Mein Tipp: Bau einen Schutz um den Stecker, ich habe Alufolie verwendet, den Stecker damit umwickelt und zusätzlich mit Gewebe(klebe)band verstärkt und dann das Kabel einfach mit einem Faden/Schlinge durch das Loch gezogen.


----------



## Bonkic (18. Juni 2018)

Komighals schrieb:


> Werde dann erstmal Powerline ausprobieren. Weiß jemand wie man das einrichtet ?.



kinderleicht wie gesagt: adapter 1 in die steckdose - netzwerkkabel (vom router kommend) einstecken - adapter 2 im nebenraum einstecken und kabel an den pc anstöpseln. fertig. es funktionieren imo nur wandsteckdosen, also keine verlängerungen (bin aber nicht sicher). dementsprechend vielleicht am besten ein gerät besorgen, bei dem keine steckdose wegfällt. wlan optional. erhöht natürlich geringfügig den preis.


----------



## Herbboy (18. Juni 2018)

Was genau meinst du eigentlich damit, dass du nicht online spielen kannst? Gehen Games GAR nicht, oder meinst du damit nur, dass Dir der Ping zu hoch ist? Wie hoch ist er denn, also vom Spiel angezeigt?

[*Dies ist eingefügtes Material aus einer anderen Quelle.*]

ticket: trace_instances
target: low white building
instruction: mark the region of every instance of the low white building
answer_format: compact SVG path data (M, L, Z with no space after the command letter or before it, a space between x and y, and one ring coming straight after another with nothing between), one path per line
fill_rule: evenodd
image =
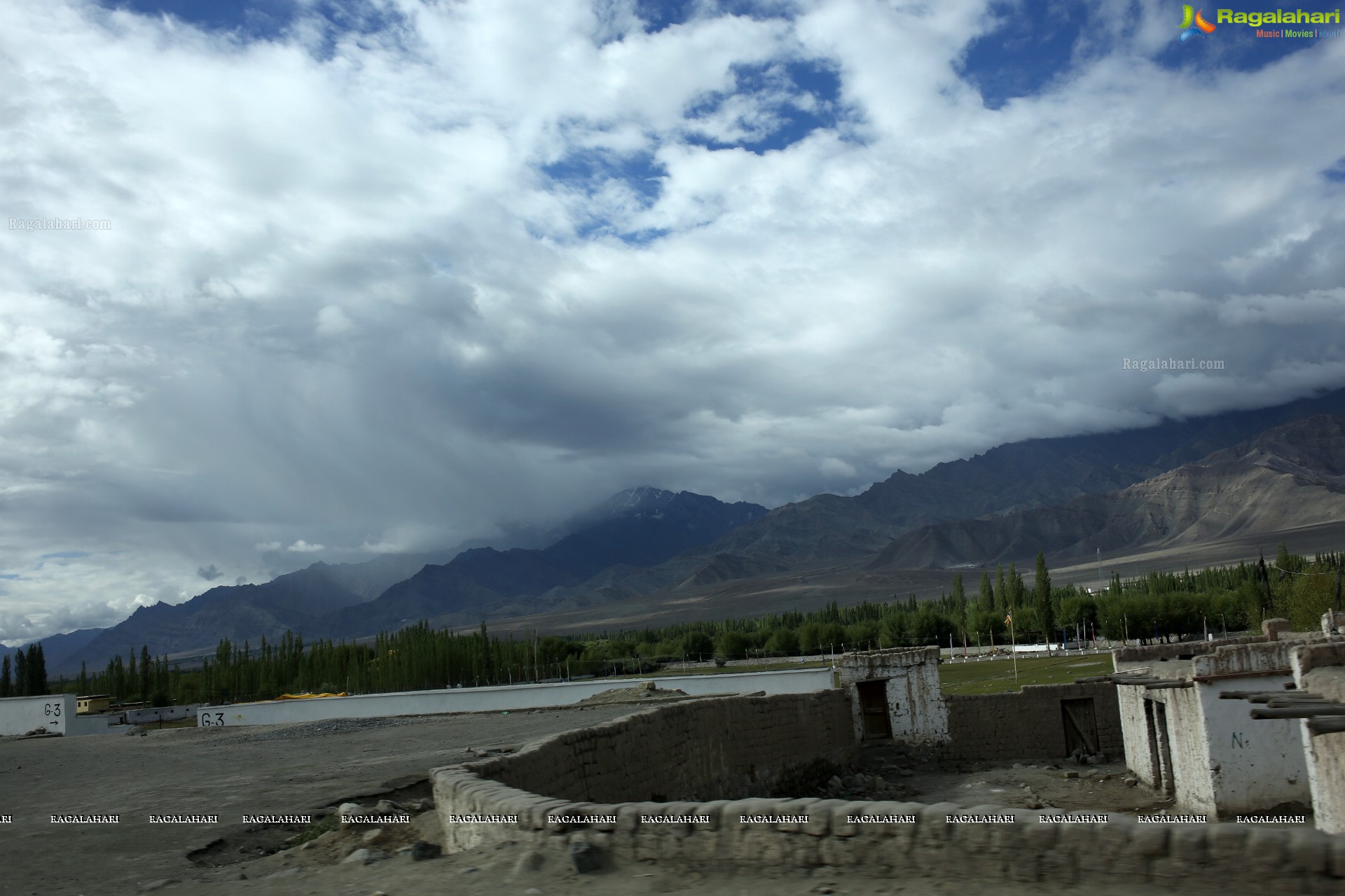
M1178 809L1216 817L1311 802L1301 723L1254 721L1243 692L1293 685L1293 650L1262 638L1124 647L1112 653L1126 762Z
M855 740L948 740L948 707L939 686L939 647L845 653L837 660L850 690Z

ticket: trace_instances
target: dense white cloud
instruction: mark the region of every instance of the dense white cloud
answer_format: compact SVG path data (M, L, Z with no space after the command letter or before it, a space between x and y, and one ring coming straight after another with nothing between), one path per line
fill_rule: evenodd
M0 235L0 638L1345 382L1340 40L1163 69L1150 4L989 110L983 4L387 8L331 46L0 8L0 220L112 222Z

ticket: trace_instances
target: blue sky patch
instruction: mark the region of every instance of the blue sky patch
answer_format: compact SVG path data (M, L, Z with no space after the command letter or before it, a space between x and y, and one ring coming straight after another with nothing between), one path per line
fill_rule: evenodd
M826 60L738 64L733 66L733 79L732 91L705 94L687 110L687 118L699 118L709 125L730 98L749 95L753 98L753 118L738 116L736 121L745 137L721 141L701 132L690 134L687 142L712 149L741 148L761 154L791 146L818 128L837 128L843 120L839 109L841 77Z
M1069 70L1088 7L1028 0L994 4L990 15L999 27L971 42L958 74L981 91L987 109L999 109L1041 93Z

Nebenbei hat der Speed der Leitung damit so gut wie nichts zu tun, ob du gut Spielen kannst. Die Datenmenge, die fließt, ist sehr klein. Du kannst "nur" DSL16000 haben und super damit spielen und ein anderer hat DSL150.000 und hat ein Ruckeln. Es geht ja nicht darum, dass die Daten möglichst schnell fließen, sondern es geht darum, dass sie schnell "starten", dann die Verzögerung kurz ist.


Prüf aber auch mal, ob nicht irgendeine Software schuld ist, die gleichzeitig online ist. Streaming machst du nicht gleichzeitig, oder? Theoretisch kann auch der Virenscanner/ die Firewall schuld sein. Ich würde mal testen, wie es per Kabel ist - du kannst doch sicher den PC mal testweise nahe am Router anschließen, oder?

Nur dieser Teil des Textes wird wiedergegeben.